Townhouses still have the potential to provide a level of privacy that you may not necessarily get with an apartment. 

While most apartments will generally have a range of shared spaces, such as hallways, evaltors, lobbies and car parks, this usually isn’t’ a concern for townhouses. 

Yes, you might still have to share a wall with the neighbours, but at least they aren’t above and below like in an apartment. 

Investment Opportunity 

A townhouse can also provide a better investment opportunity than an apartment.

While you aren’t buying as much of the land as you would when buying a house, you’re still buying a decent chunk of property that the townhouse is built on. 

Compare this to buying an apartment, and it’s clear to see the investment potential.
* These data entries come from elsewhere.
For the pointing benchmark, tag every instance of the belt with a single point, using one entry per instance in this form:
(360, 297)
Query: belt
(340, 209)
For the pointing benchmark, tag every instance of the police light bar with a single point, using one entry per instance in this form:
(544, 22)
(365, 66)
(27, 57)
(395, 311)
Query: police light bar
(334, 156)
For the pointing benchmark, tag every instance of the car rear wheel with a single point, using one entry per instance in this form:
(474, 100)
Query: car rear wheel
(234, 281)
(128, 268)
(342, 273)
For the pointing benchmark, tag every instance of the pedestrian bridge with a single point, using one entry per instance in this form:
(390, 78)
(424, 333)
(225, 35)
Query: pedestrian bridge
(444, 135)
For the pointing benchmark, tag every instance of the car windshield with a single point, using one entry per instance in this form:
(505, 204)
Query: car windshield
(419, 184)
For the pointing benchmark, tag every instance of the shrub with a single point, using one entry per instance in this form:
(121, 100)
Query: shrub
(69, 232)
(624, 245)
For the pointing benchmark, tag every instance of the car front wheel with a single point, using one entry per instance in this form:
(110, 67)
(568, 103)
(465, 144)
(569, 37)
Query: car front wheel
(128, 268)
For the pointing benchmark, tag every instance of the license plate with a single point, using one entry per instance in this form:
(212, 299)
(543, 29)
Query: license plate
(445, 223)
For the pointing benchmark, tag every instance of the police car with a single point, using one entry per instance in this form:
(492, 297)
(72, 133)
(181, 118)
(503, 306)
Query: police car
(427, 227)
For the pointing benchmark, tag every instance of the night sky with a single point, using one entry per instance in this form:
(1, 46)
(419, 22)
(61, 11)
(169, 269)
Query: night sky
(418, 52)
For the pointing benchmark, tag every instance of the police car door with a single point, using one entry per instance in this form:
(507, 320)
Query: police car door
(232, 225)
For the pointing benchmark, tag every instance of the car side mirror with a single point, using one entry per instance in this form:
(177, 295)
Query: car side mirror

Remember, it’s land that appreciates, not the building.

Townhouses generally have better rental yield than apartments and have the potential to appreciate more as well. 

This can also provide a significant capital gain when the time comes to upgrade or sell, as the value of a townhouse can also rise from the date of purchase. 

With a cheaper entry point over houses, it’s easy to see why so many new investors are looking to townhouses to start their portfolio.

For more on investing in townhouses in Australia, check out the video below 

The Cons

When asking the question “should i buy a townhouse?” it’s important to have a proper grasp of the cons before making any decisions. 

It’s not a detached house

The biggest negatives will really come from the fact that it isn’t an independent house. 

Yes it may be a better alternative to an apartment, but a townhouse won’t replace the potential of a detached house. 

Land size and building size will generally be smaller, offering not as much space to house  medium-large size families. 

And yes, you may have less common spaces than in an apartment, but a detached house will always be the best option when it comes to privacy.

The style and build

Another big drawback for a lot of people when investigating potential townhouse opportunities, is the manner in which they’re built.

They will also follow a cookie-cutter design when it comes to the interior and exterior design. 

While investors may not see this as a big deterrent, they should consider the appeal living in these types of homes may have and how this could impact rental prices.

Strata title and body corporate fees 

The big negative you’ll hear quite often when it comes to buying a townhouse is the extra costs.

As you’ll be on a strata title and body corporate, there will usually be some mandatory fees imposed on you when purchasing.

While the affordability of a townhouse is a real plus, buyers should properly consider the need to pay these fees when budgeting.

Body corp may also impose restrictions on renovations, as well as require regular input into management decisions when it comes to the property.

The bottom line…

As with so many decisions in property investing, the choice  to buy a townhouse really comes down to your personal preference and circumstance.

Is a townhouse a better option than an apartment? Almost always. But investing in a detached house will usually bring more financial success than purchasing a townhouse.

It’s about weighing up the pros and cons and aligning the options with your circumstances.